Raeyn folded her legs under her and neatly placed her hands on her lap; she was going to be here for a little while.

“Heimdall warned me of the dangers of the Midgardian aircrafts he had seen — new, unstable, and hardly anything safe to land on from an already unstable means of transportation. But the portal would not stay open for long, and only one of us could go through… I had let go of my brother before, I had no intentions to do so again.”

Raeyn leaned in, her brows knit. “What is your meaning in that ‘you let him go?’”

Thor focused on Raeyn’s eyes, and if she was not mistaken, the red in his eyes began to deepen.

“I… I had just been banished from Asgard to Midgard for disobeying my father’s orders. I had been stripped of all my godly powers and condemned here to learn respect and humility. Loki came… he was so traumatized. There was not a doubt in my mind that he was speaking anything but the truth,” Thor gave a small sniffle, and did not try to play off wiping his nose with his sleeve. “He said that our father was dead, the throne had come to him, and the Jotuns were threatening war. And finally, that Mother had forbidden my return. We were devastated… He did not stay long, for a mortal interrupted us. I thought it would be the last I saw of my brother… Looking back, I am sure he thought so as well. This act was meant to keep me on Earth until I died a natural, mortal death and was out of Loki’s way for good.

“My friends… the Warriors Three as well as Sif evaded Loki and escaped to come for me. They told me the truth… that my father was not passed, and of Loki’s unstable rule. They begged for me to come home and return everything to the way it was meant to be. But before we even made it out of town, my brother sent the Destroyer. He sent it to me, to kill me…” Tears did not fall down Thor’s broken features yet, but his broad shoulders trembled as he spoke.

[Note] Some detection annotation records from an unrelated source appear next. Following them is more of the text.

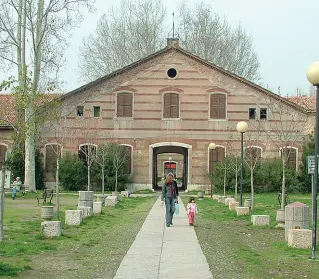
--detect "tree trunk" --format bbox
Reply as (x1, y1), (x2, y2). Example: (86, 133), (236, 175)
(115, 169), (117, 192)
(281, 161), (286, 210)
(0, 164), (6, 241)
(250, 168), (255, 213)
(55, 157), (60, 220)
(88, 165), (91, 191)
(102, 166), (105, 196)
(224, 168), (227, 196)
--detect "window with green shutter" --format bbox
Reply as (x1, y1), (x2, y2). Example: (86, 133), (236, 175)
(210, 94), (226, 119)
(117, 93), (133, 117)
(163, 93), (179, 118)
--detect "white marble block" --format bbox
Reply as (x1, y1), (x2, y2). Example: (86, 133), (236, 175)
(225, 198), (236, 206)
(236, 206), (249, 216)
(93, 202), (102, 214)
(228, 201), (239, 211)
(105, 196), (117, 206)
(65, 210), (83, 226)
(41, 221), (62, 237)
(251, 215), (270, 226)
(288, 229), (312, 249)
(121, 191), (130, 198)
(78, 206), (93, 218)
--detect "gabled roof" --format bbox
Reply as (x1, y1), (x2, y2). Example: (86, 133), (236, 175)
(61, 39), (312, 113)
(0, 93), (62, 127)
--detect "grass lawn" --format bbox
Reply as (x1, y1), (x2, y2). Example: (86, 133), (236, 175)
(182, 194), (319, 279)
(0, 194), (157, 278)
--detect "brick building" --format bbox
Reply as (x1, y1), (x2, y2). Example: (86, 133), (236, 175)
(1, 39), (314, 190)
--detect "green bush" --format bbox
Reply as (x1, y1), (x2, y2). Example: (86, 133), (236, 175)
(59, 152), (87, 191)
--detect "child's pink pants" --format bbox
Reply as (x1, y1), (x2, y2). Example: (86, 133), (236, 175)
(188, 212), (195, 224)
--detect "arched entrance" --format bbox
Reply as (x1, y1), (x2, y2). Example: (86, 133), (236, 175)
(149, 142), (192, 190)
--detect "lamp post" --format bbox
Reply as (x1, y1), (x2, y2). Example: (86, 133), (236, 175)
(236, 121), (248, 206)
(208, 142), (216, 199)
(307, 61), (319, 260)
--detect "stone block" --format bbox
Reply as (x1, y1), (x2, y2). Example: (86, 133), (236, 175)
(93, 202), (102, 214)
(225, 198), (236, 206)
(236, 206), (249, 216)
(105, 196), (117, 206)
(121, 191), (130, 198)
(251, 215), (270, 226)
(228, 201), (239, 211)
(78, 206), (93, 218)
(217, 196), (227, 203)
(288, 229), (312, 249)
(41, 221), (62, 237)
(65, 210), (83, 226)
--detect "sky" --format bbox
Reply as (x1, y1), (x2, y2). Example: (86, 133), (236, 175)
(0, 0), (319, 95)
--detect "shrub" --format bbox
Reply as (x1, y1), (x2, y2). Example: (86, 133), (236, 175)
(59, 152), (87, 191)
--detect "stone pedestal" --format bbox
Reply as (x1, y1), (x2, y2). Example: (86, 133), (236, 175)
(225, 198), (236, 206)
(251, 215), (270, 226)
(276, 209), (285, 229)
(65, 210), (83, 226)
(105, 196), (117, 206)
(78, 191), (94, 208)
(41, 221), (62, 237)
(285, 202), (310, 241)
(236, 206), (249, 216)
(228, 201), (239, 211)
(121, 191), (130, 198)
(287, 229), (312, 249)
(78, 206), (93, 218)
(93, 202), (102, 215)
(217, 196), (227, 203)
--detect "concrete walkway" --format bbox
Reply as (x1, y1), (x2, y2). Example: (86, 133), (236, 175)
(114, 198), (213, 279)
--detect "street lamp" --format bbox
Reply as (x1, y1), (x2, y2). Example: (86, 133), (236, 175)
(236, 121), (248, 206)
(307, 61), (319, 260)
(208, 142), (216, 199)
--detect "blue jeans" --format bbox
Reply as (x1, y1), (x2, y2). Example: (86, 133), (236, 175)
(165, 198), (175, 225)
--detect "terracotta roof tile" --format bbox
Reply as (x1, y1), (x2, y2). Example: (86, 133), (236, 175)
(287, 96), (316, 111)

“I should have realized then my fault. But all I felt was anger, fury, and betrayal. Before turning on me, the Destroyer attacked my friends and demolished half the village. When Loki tried to kill me, my powers returned. I killed the Destroyer and with the Warriors came back to Asgard. Loki… Loki was mad, insane, at that point. He wished to fight me, to kill me off at his own hand. But first, he unleashed the Bifrost to destroy Jotunheim. I overpowered him and severed the connection of the Bifrost to Asgard in order to save the Giants and their home. We… we both fell. In that moment, I thought we were both going to die. But I caught Loki’s scepter, and Father caught my leg. We were dangling, and… and Loki…”

At this point, the tears streamed down Thor’s face and he shook with great sobs now and then. Raeyn, on the other hand, sat perfectly still with her wide jade eyes set unblinkingly on Thor as his story unraveled. She was riveted.

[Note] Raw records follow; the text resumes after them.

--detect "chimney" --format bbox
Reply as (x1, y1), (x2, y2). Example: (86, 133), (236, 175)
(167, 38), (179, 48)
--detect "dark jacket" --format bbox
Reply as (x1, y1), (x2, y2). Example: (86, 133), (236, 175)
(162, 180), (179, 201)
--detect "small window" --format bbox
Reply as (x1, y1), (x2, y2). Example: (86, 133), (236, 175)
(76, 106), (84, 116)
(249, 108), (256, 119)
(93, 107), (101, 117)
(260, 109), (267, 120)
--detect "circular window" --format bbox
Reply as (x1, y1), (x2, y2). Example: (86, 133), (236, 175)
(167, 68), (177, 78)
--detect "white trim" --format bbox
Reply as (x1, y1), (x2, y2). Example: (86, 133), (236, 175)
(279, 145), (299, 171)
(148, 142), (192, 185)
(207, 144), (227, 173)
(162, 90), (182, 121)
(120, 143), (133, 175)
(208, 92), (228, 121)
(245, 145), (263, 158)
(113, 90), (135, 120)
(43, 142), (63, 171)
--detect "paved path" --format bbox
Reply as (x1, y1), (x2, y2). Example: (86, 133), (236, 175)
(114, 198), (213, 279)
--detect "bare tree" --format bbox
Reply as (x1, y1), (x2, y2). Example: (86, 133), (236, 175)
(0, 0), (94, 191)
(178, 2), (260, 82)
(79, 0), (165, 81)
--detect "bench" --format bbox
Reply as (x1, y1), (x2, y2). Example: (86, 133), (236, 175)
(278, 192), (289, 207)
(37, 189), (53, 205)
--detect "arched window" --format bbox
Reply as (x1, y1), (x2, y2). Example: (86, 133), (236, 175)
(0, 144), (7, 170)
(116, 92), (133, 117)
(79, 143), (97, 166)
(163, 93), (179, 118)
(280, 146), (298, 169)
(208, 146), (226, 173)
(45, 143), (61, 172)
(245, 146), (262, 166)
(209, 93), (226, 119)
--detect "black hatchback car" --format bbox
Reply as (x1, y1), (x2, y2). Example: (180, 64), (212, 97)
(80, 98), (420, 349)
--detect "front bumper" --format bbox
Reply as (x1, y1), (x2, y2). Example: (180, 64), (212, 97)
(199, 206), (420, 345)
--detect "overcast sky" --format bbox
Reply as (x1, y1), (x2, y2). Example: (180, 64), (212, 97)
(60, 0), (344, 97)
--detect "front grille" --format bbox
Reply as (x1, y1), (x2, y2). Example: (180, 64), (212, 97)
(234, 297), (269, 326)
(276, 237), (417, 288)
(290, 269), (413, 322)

“Loki became desperate. ‘I could have done it, Father!’ he cried. ‘For you! For all of us!’ Though he is a talented liar, he was not making a jest. I fear this desperation grew over the years of crying, dealing with his pain, alone, where no one could see him. Even now, I am here, with you. Loki… he had no one, he was alone all those years that we surrounded him.”

“What… what happened then?”

Thor wiped at his tears harshly. “My father… he said something, but I was not listening. I was looking at Loki, watching as the scared boy I knew as a child emerged once more. I saw his world crumple around him, and then… he let go. He fell.”

Thor appeared to mean to say more, but the words would not come. With his hands pressed against the glass just opposite Raeyn’s his forehead rested against it as he became lost to his grief. Tears streamed down Raeyn’s face silently as she watched the broken man.

“The great man you once more is not gone,” she whispered, her voice hitching. “He is the man I fell in love with, the man I know now. He is not dead.”

She then leaned forward until her forehead was, too, pressed opposite to her brother’s. It was the only way she could even possibly come close to comforting him. She wanted so badly to just pull the broken man into her arms and let him release his grief in the comfort of company, but she did not know how. And even if she did, she did not trust him to not try and overpower her.

So although she never learned the story of the great battle, she never asked again.